1 Reply Latest reply on Nov 15, 2012 11:15 AM by Regis

    MQM Quarantine manager - CPU pegged  rpcserv.exe

    Regis

      Greetings,

       

      Has anyone run into the issue of rpcserv.exe monopolizing CPU?   It's been the case since  our MEG's went under load.   We're not seeing any crazy messaging rates, so it's rather surprising.

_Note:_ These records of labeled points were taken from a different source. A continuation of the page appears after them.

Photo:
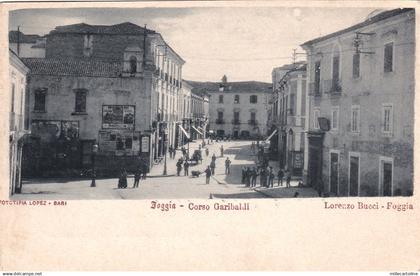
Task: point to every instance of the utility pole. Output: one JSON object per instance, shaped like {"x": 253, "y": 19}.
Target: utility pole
{"x": 18, "y": 41}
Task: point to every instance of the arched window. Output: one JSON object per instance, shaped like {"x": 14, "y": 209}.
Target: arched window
{"x": 133, "y": 64}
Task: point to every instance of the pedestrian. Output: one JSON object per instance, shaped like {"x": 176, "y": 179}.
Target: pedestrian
{"x": 271, "y": 178}
{"x": 280, "y": 176}
{"x": 186, "y": 166}
{"x": 208, "y": 174}
{"x": 288, "y": 178}
{"x": 254, "y": 175}
{"x": 248, "y": 177}
{"x": 179, "y": 166}
{"x": 227, "y": 165}
{"x": 243, "y": 175}
{"x": 212, "y": 167}
{"x": 137, "y": 176}
{"x": 122, "y": 181}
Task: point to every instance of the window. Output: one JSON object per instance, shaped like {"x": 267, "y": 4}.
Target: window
{"x": 220, "y": 115}
{"x": 336, "y": 73}
{"x": 334, "y": 118}
{"x": 316, "y": 116}
{"x": 133, "y": 64}
{"x": 80, "y": 102}
{"x": 355, "y": 119}
{"x": 87, "y": 45}
{"x": 388, "y": 57}
{"x": 253, "y": 99}
{"x": 39, "y": 104}
{"x": 387, "y": 118}
{"x": 236, "y": 100}
{"x": 317, "y": 78}
{"x": 356, "y": 65}
{"x": 12, "y": 109}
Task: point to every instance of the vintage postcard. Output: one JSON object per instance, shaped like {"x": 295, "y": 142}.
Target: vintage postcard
{"x": 266, "y": 135}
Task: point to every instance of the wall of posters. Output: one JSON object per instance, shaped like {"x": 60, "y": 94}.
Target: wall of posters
{"x": 118, "y": 116}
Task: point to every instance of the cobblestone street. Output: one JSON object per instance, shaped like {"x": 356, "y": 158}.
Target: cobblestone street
{"x": 157, "y": 186}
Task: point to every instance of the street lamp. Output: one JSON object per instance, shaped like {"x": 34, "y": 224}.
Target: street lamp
{"x": 165, "y": 145}
{"x": 94, "y": 151}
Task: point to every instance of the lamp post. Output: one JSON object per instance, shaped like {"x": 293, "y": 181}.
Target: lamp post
{"x": 94, "y": 151}
{"x": 165, "y": 146}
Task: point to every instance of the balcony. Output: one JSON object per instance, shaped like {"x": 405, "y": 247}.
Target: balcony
{"x": 332, "y": 86}
{"x": 236, "y": 122}
{"x": 253, "y": 122}
{"x": 220, "y": 121}
{"x": 315, "y": 89}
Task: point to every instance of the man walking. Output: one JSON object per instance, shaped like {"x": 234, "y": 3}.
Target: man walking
{"x": 186, "y": 167}
{"x": 227, "y": 166}
{"x": 208, "y": 174}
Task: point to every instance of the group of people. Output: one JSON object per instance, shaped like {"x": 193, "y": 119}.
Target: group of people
{"x": 267, "y": 176}
{"x": 140, "y": 173}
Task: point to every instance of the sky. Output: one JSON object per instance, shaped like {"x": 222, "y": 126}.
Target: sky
{"x": 244, "y": 43}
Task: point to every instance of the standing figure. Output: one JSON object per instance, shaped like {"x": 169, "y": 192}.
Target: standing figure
{"x": 280, "y": 176}
{"x": 227, "y": 166}
{"x": 137, "y": 176}
{"x": 186, "y": 166}
{"x": 208, "y": 174}
{"x": 212, "y": 167}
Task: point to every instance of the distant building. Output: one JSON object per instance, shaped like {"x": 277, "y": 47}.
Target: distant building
{"x": 238, "y": 109}
{"x": 288, "y": 115}
{"x": 17, "y": 125}
{"x": 115, "y": 85}
{"x": 27, "y": 46}
{"x": 360, "y": 130}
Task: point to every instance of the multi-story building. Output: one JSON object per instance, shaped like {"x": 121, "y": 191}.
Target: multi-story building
{"x": 27, "y": 46}
{"x": 238, "y": 109}
{"x": 18, "y": 127}
{"x": 115, "y": 86}
{"x": 361, "y": 107}
{"x": 288, "y": 116}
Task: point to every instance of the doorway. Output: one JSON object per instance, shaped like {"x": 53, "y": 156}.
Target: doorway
{"x": 334, "y": 171}
{"x": 354, "y": 174}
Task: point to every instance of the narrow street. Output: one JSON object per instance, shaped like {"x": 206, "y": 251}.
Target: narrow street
{"x": 157, "y": 186}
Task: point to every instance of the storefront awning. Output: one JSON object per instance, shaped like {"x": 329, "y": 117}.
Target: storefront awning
{"x": 197, "y": 130}
{"x": 184, "y": 131}
{"x": 271, "y": 135}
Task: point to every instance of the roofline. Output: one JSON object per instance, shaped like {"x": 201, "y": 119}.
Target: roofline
{"x": 394, "y": 12}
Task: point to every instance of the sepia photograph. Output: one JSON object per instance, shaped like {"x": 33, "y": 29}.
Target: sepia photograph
{"x": 111, "y": 103}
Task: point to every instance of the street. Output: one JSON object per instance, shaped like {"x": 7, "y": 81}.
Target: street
{"x": 157, "y": 186}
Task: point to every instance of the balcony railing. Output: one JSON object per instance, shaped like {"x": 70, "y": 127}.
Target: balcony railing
{"x": 253, "y": 122}
{"x": 220, "y": 121}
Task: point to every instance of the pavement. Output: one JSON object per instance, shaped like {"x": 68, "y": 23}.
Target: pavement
{"x": 158, "y": 186}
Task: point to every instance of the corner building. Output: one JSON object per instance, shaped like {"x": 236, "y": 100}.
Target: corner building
{"x": 360, "y": 128}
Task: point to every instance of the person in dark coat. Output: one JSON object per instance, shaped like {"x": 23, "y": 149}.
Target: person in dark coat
{"x": 137, "y": 176}
{"x": 179, "y": 166}
{"x": 212, "y": 167}
{"x": 280, "y": 176}
{"x": 186, "y": 167}
{"x": 208, "y": 174}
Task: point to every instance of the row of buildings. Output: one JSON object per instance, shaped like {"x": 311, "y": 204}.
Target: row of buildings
{"x": 116, "y": 88}
{"x": 344, "y": 120}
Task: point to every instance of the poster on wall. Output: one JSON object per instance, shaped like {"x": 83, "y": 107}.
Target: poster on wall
{"x": 118, "y": 116}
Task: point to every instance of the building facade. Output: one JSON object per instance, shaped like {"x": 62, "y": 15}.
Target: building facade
{"x": 115, "y": 86}
{"x": 238, "y": 109}
{"x": 361, "y": 106}
{"x": 288, "y": 116}
{"x": 18, "y": 127}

      Over the past 14 hours, the quarantine has grown to about 2600 entries.

       

      It's running in a virtual cluster, 8GB of RAM (up from the original 4GB.  Product guide says 2GB is the min).  I'm using mySQL.   It's a 2008R2 server in a vsphere cluster.  With CPU uncapped by vmware, it's consuming 30% of the enter server's CPU.  From inside the 2008 server r2 sp1 machine itself, Resource Monitor shows the cpu brickwalled thanks largely to rpcserve.exe.   And now things have grown to even consume all 8GB of RAM.  

       

      Curious if anyone has had similar experiences, and what hardware you have.  And how much disk you've thrown at it for how many users?    It's becoming clear for this install that 30GB of disk isn't going to be enough for the 800 or so users being supported at this site.     Thanks for any insight!

       

      On hold with MEG gold support.    Heh.   The triage people supposedly transferred me to the MEG 7 queue but I reached an ePO/VSE guy who tried to transfer to MEG support.  I ended up back with the automotons in triage... who promptly transferred me back to that same guy's queue.     Awesome.    Also trying to run a MER as I'm sure someone will want one, but running  a MER on a box that's struggling sure is an exercise that will make you more patient for long hold times. 

       

       

       

       

       

      Message was edited by: Regis  updated with additional details as the plot thickens  on 10/13/12 12:16:28 PM CDT
        • 1. Re: MQM Quarantine manager - CPU pegged  rpcserv.exe
          Regis

          In case anyone is victimized by this situation, this got resolved by supoprt.     Apparently despite what certain VSphere engineers or VMWare zealots in your own company may say about single core vm's perhaps being preferable for vsphere cluster performance,  MQM appears to _really_ need 2 CPU cores in a virtual server (and the install guide doesn't put that info in quite the right place for you to notice this).    As soon as the server was fed a 2nd CPU core, the problem vanished never to be seen again (even when dropped back to 1 core).   We're running with 2 CPU's now.

           

          Also, check available disk space for ... say, the possibility of the server group not allocating all the virtual disk space to the actual C:\ volume.     MQM of course won't complain in any overt way about it, but it certainly couldn't be helping matters.

           

          Finally, and possibly most importantly given that an RPC process was the thing going bananas here,  make sure you have your firewall flows set up correctly between MQM and MEG.  The network port requirements for MQM are NOT well spelled out in the MQM guide at this time.   Make sure your firewall flows for tcp/80 and tcp/49500 are BIdirectional.   Despite what you may hear from certain SE's or even consultants, MQM will want to reach out to your MEG's  (spam is stored on the MEG's and MQM sends comms to get it released, I'm led to believe) and  MEG's will need to initiate connections inbound to the MQM's as well (as you'd expect), so make sure the firewall flows are bi-directional.   The MQM code won't tell you there's a problem in any straightforward way, and the product guide doesn't list the port requirements succintly (yet), but they're definitely important.   I have a suspicion these were the root cause of these issues whilst all the other adjunct issues surely didn't help.